Protein Rich Plasma (PRP) therapy is an exciting non-surgical therapeutic option for patients who require stimulation of hair growth for hair loss conditions.
Recent scientific research and technology recognize PRP as an all-natural medical procedure that uses a patients own cells and performed in physician offices for scalp, skin and hair stimulation.
While the efficacy of the therapy has not been firmly established, many studies are slowly being published on the success of PRP. The safety data, however, are well established.
PRP works by taking advantage of the mesenchymal stem cells, rich in essential and specific growth factors, contained in human blood. It has been used as medical adjunct therapy for over two decades for wound healing and has been used in the fields of oral surgery, neurosurgery and orthopedic surgery. While PRP is in the early stages of scientific research in hair restoration, the results are promising but should not be used to replace traditionally therapies. Rather, PRP is thought to enhance the effects seen with DHT blockers (finasteride) and Minoxidil. In addition to hair restoration, PRP is widely used to stimulate facial rejuvenation through collagen production that works for wrinkle treatments and reducing fine lines.
The procedure is performed in the office setting. When a patient arrives, he or she has an anesthetic cream applied to the area to be treated. While the numbing medication takes effect, the patient’s blood is drawn and spun in a centrifuge to separate the PRP. It is then removed from the rest of the blood. After the treatment area is numb, it is treated with microneedling to stimulate collagen and to provide tiny sites of entry for the PRP, which is then rubbed and/or injected directly into the skin or scalp.

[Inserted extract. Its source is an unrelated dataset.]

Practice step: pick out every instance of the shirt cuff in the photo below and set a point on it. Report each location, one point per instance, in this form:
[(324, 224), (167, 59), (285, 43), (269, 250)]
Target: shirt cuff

PRP contains many growth factors that stimulate the growth of hair follicles and fibroblasts, which produce collagen. PRP also contains special cells called platelets that can theoretically cause growth of hair and skin cells by stimulating the stem cells in the microenvironment of the hair follicle or fibroblast. Platelets promote healing and accelerate the rate of tissue regeneration resulting in activation of inactive hair follicles or fibroblasts.
Three to four treatments spaced every six weeks are recommended to achieve optimal results, with the results being most prominent three months after completion of the therapy. Patients with history of heavy smoking, drug and alcohol use as well as those with platelet disorders should not have PRP treatment.